If you love south Indian food, especially the fiery hot Telugu cuisine, then Krishna’s Kitchen (KK) will make you smile.
As we enter, we find the restaurant bustling with diners who have a special affinity for Telugu cuisine. Mind you, KK is not a place for a relaxed conversation. Here, people relish their food as they proceed from one course to another and leave.
The starters here are impressive. Take the case of the Keema mirchi bajji, Pandumrichi tangdi kebab and Andhra fish fry. The Keema mirchi bajji comes piping hot with a spicy minced keema stuffing; for small eaters, two mirchis can be a meal . The Pandumrichi tangdi kebab is pleasantly hot, without being fiery or dry. The fresh red chilli it is prepared with lends its unique flavour and there is a slight touch of onion and masala gravy. This can be the ideal side dish with steamed rice and plain dal.
Another interesting starter is the Avakaya Kodi Kebab., a boneless chicken starter with the flavour of the famous Andhra avakaya (mango pickle). With the wide variety of south Indian starters, one could be tempted to skip the main course. KK also serves some mean Mutton keema balls, Velluli Kodi Vepudu (garlic chicken fry). Those who love prawns will enjoy the perfectly cooked, easy-on-spice Royyala vepudu (prawn fry).
The eatery takes pride in its Seema Namsam Biryani and Avakaya Mudda Pappu. A staple combo of plain cooked pigeon peas, soft steamed rice and avakaya is presented as a dish here. Mixed well and served with a dollop of ghee, all one has to do is eat. This is not for those who enjoy non-spicy food but for those who love it hot and spicy, it is soul food.

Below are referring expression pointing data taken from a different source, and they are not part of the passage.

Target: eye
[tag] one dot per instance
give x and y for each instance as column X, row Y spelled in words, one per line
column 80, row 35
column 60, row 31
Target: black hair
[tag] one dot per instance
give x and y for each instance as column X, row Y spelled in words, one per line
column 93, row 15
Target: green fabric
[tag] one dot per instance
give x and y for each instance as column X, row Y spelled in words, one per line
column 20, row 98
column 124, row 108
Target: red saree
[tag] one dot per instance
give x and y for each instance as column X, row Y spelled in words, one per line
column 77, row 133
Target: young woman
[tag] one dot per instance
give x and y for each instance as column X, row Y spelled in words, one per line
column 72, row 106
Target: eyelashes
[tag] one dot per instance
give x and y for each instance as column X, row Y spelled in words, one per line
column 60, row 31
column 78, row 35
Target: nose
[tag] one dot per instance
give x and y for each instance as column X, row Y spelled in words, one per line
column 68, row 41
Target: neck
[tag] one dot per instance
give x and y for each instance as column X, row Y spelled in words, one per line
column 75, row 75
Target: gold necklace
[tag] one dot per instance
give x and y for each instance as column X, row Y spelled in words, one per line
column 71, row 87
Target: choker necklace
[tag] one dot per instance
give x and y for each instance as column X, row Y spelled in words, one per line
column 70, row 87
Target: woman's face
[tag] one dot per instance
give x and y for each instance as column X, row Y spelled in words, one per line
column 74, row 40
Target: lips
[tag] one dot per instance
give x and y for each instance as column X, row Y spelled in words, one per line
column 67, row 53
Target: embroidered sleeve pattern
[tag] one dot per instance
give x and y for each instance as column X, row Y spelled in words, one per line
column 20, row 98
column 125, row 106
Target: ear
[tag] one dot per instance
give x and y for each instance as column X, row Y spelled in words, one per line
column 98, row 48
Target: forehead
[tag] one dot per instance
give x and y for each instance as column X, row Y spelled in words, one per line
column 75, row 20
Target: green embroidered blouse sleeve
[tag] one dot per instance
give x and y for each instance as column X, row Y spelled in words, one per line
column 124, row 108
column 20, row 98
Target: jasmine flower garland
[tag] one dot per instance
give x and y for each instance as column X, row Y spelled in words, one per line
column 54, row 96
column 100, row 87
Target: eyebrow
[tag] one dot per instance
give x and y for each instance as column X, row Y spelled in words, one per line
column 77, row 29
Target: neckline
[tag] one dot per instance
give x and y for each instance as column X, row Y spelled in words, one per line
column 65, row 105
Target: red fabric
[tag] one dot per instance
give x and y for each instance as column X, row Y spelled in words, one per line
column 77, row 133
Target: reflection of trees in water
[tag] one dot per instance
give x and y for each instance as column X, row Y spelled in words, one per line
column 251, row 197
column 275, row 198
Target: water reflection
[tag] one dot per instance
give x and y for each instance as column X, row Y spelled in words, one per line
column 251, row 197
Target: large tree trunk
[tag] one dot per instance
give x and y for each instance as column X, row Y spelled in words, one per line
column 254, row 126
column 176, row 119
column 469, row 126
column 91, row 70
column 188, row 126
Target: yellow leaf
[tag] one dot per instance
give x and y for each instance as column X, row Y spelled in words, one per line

The other dish relished at KK is the sambar rice; the slightly sweet, mushy comfort food, served with a side of appalams is a bestseller.
Service at KK is pretty prompt. The kitchen staff ensures the food reaches your table in less than 10 minutes. No surprise then that KK is a much sought-after lunch destination for officers too.
Seema mamsam biryani, another KK bestseller, is a biryani with a difference. Made with a paste that mostly consists of fresh chillies, this biryani’s masala is greenish and pleasantly moist and mushy. Though it is served with the usual mirchi ka salan and raita, I feel this biryani does not need a side dish at all.